How do you select the specific locations you paint, and what draws you to them?
“This is a question that I have often wondered about, and after all these years of painting, I feel even less certain about the answer than when I first began. There is so much mystery and intuition involved in choosing a painting spot. It has always seemed as though a spot chooses me, rather than the other way around. When I am quiet, listening, paying attention to a place, it is an opportunity to rest in the stillness and observe. The reason that a group of painters might go out to paint together and come away with vividly different pieces is that we all experience the world through our own filters, and my work for years has been to trust that small voice of intuition when it asks me to pause and look closely.”
You alternate between plein air painting and studio work.
Could you tell us more about how studying the environment directly influences your work?
“The small sketches that I make outdoors act as field studies, a way of gathering information from a place that can serve as a reminder of what it felt like to stand in that spot, how the air was moving, what it sounded like. The senses can be easily overwhelmed outdoors, with exposure to challenging temperatures and weather conditions, changing light, and even wildlife. When I'm painting, though, those chaotic elements fade and I enter a state of deep focus and a type of witnessing that only comes with painting. There is an unconscious recording of color notes, edges, a noticing of where the eye is drawn.”

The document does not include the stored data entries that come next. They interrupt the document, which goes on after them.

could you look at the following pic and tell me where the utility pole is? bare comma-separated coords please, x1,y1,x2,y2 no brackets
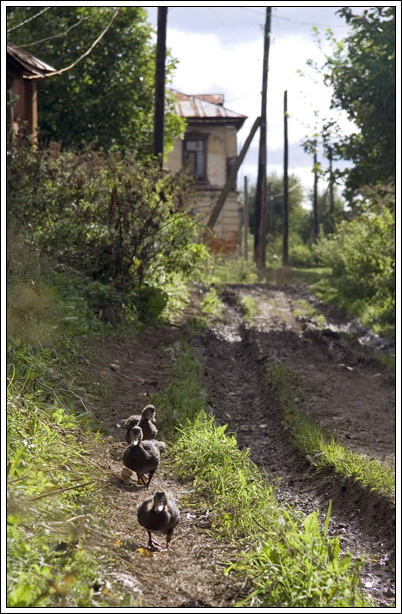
254,7,271,271
153,7,168,166
267,182,272,235
282,90,289,266
244,176,249,260
328,147,335,233
313,151,319,242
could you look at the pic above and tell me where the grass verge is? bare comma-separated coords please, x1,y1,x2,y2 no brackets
6,288,141,607
154,340,374,607
265,361,395,499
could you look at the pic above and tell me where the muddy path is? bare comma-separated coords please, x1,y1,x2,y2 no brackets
88,283,396,607
192,284,396,605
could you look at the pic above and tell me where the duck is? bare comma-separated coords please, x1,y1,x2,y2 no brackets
122,426,165,487
124,404,157,443
137,490,180,551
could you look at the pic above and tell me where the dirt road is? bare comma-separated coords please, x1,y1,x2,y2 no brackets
89,283,395,607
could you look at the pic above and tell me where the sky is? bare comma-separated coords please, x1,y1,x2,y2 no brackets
143,2,391,203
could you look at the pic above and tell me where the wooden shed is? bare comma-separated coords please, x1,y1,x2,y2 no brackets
7,43,55,141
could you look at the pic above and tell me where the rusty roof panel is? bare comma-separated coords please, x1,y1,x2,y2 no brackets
171,90,247,124
7,43,55,77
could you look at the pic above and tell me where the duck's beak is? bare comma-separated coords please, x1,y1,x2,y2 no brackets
154,502,165,512
132,436,140,445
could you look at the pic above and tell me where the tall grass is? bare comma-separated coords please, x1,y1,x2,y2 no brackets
6,285,140,607
156,341,374,607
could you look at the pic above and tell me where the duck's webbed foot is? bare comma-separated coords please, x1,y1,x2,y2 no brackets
147,532,164,551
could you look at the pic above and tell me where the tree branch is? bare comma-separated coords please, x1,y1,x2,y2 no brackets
25,8,120,79
7,7,51,33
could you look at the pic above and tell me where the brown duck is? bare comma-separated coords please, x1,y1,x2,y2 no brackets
124,404,157,443
137,490,180,551
122,426,165,487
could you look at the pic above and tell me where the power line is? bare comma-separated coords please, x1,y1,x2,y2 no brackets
241,7,351,28
17,16,91,49
210,7,242,47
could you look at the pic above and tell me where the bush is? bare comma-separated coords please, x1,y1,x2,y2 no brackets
7,137,209,322
314,201,395,337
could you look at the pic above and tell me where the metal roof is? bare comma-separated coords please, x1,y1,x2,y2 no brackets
7,43,55,77
171,90,247,127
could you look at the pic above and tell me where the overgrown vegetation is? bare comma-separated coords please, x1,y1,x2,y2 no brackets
7,136,208,325
313,199,395,338
154,341,374,607
266,361,395,498
6,294,139,607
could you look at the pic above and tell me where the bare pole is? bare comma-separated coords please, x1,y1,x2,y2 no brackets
328,147,335,233
267,181,272,235
153,7,168,166
282,90,289,266
313,151,319,242
244,176,249,260
254,7,271,271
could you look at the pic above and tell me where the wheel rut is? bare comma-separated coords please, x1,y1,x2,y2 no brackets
191,288,395,606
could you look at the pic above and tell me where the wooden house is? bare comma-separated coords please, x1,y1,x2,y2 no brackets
7,43,55,141
166,90,247,252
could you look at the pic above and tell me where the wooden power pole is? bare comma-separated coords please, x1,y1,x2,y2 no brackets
328,147,335,233
282,90,289,266
254,6,271,271
313,151,319,242
153,7,168,166
244,176,249,260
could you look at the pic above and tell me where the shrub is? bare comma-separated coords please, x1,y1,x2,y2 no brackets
314,201,395,337
7,138,209,322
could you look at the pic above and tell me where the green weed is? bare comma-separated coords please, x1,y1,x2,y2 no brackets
292,298,326,327
239,295,258,324
201,287,224,319
205,256,258,284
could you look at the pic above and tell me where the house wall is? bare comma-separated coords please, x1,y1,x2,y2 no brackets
167,123,238,188
167,122,241,252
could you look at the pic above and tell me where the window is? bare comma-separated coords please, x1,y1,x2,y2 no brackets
183,134,208,181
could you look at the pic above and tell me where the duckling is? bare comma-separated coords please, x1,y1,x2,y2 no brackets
124,404,157,443
122,426,165,487
137,490,180,551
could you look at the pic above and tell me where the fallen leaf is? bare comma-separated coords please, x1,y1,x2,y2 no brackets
136,547,153,556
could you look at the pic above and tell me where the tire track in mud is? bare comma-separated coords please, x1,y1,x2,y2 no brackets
191,289,395,607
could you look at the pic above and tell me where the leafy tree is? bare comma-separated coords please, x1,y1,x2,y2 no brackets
7,6,184,155
317,7,395,196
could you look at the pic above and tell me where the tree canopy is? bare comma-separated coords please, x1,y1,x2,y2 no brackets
7,6,184,154
319,7,395,196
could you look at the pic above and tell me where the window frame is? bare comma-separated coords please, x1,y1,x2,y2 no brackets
182,132,209,183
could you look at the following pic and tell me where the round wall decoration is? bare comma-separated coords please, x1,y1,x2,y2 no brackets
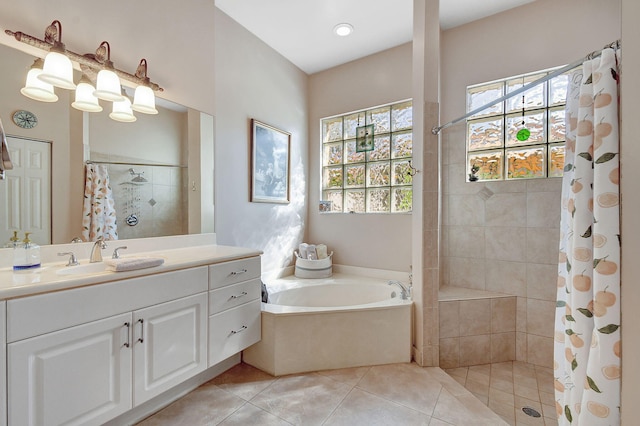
12,110,38,129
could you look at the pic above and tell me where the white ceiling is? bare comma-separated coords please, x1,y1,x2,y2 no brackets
215,0,536,74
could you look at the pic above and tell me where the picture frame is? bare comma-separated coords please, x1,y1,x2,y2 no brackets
355,124,374,152
251,119,291,203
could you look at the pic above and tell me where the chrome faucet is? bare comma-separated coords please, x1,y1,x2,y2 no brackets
388,280,412,300
90,238,107,263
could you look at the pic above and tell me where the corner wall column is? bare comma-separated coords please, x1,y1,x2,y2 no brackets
412,0,440,366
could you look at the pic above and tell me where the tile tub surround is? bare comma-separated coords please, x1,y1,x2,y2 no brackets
439,286,517,368
137,362,508,425
243,272,412,376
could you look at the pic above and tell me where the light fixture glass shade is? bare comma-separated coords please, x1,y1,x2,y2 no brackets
38,51,76,90
72,80,102,112
131,85,158,114
21,68,58,102
94,69,125,102
109,96,137,122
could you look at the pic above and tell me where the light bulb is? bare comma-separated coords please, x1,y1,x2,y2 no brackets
109,96,136,122
21,67,58,102
38,51,76,90
131,85,158,114
94,69,125,102
72,79,102,112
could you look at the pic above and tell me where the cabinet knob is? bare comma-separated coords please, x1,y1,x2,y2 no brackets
230,269,248,276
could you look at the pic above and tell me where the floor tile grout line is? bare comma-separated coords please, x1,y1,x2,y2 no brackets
320,386,358,426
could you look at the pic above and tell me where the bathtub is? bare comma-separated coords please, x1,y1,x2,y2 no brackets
242,269,413,376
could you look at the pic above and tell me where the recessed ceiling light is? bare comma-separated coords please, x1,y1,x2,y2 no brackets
334,23,354,37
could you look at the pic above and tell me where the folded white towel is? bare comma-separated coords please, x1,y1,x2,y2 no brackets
104,257,164,272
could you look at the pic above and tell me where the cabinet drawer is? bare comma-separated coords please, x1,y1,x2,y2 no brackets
209,257,261,289
208,299,261,366
209,278,261,315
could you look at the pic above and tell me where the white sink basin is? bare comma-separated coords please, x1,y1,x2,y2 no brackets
56,263,111,276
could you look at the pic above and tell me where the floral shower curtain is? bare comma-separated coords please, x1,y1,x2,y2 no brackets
81,163,118,241
554,46,620,425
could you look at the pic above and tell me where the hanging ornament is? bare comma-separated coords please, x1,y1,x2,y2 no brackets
516,77,531,142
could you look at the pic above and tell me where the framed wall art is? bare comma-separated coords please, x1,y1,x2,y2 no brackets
251,119,291,203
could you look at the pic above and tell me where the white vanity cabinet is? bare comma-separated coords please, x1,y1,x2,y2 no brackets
6,267,208,426
9,313,133,426
208,256,261,366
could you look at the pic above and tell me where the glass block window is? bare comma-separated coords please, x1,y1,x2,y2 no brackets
466,67,573,181
321,100,413,213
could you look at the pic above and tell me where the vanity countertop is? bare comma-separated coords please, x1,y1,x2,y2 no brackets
0,243,262,301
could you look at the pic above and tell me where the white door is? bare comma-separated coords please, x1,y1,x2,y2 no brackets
8,313,132,426
0,136,51,245
133,292,207,406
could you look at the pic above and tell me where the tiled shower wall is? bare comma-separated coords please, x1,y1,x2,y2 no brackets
89,153,188,240
441,124,560,368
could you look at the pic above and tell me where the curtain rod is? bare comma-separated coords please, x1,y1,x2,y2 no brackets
85,160,187,168
432,39,621,135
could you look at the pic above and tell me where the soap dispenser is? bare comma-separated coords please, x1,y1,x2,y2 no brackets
13,232,41,270
5,231,22,249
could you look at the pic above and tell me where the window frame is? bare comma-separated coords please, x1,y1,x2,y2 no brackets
465,66,572,182
320,99,413,214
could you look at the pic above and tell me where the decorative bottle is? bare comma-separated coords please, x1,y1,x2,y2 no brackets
13,232,41,270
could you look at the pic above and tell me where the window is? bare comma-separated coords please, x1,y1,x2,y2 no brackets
466,68,572,181
321,100,413,213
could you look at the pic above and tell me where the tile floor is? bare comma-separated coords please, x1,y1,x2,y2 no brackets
445,361,557,426
137,362,509,425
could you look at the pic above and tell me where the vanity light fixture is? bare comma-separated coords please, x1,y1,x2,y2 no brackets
93,41,125,102
20,58,58,103
38,20,76,90
71,75,102,113
131,59,158,115
109,88,137,123
333,23,354,37
6,19,163,122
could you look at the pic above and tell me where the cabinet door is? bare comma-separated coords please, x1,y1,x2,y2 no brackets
8,313,132,426
133,292,207,406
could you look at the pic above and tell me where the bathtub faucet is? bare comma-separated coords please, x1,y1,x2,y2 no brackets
388,280,412,300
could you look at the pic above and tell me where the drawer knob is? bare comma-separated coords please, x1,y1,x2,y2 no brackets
230,269,248,276
230,291,248,300
230,325,248,335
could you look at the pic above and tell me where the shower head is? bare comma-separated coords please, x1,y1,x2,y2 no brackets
128,168,148,183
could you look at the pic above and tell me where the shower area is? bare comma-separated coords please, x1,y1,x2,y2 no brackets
88,161,188,240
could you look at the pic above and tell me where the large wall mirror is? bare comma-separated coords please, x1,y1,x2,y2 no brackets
0,42,214,246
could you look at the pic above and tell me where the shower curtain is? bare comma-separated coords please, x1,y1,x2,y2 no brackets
554,46,620,425
81,163,118,241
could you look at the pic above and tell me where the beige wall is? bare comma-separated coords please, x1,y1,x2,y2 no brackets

“Back in the studio, those field studies are a touchstone as I make the larger canvases, drawing from the memory of that spot and reflecting on what resonated about it, where the power resided; was it the feeling of rising air, or the heaviness of the earth? In the studio I can simplify and expand. I can be more intentional about what elements remain and enjoy the scale of larger works and the impact they have in a space. I find that if I go too long without field work, the studio work begins to lose something, and both feel necessary. The field studies are a filling up of my reservoir; the studio work is a pouring out.”
Are there particular artists or movements that have impacted your work?
“As a young painter, I adored the bravado of painters like John Singer Sargent and Winslow Homer, and the poetic stillness and tension of Whistler and Twachtman and their fellow tonalists. There is a particular Twachtman painting, Arques-la-Bataille, that I would visit almost every week at the Metropolitan Museum of Art when I was a student in NYC, long before I had any interest in painting landscapes, and it stuck with me on an unconscious level. I didn't understand at the time what was drawing me to it over and over, but I later learned that Twachtman spent his early years in Ohio just as I did, and I've often wondered if his experience of that particular landscape was the common thread.”
“In terms of influence, there is a relatively small number of painters that I would count as having clear impact on the direction of my work; I have a strong tendency to focus more on my direct interaction with the landscape and let that experience determine my direction rather than emulating others too closely.”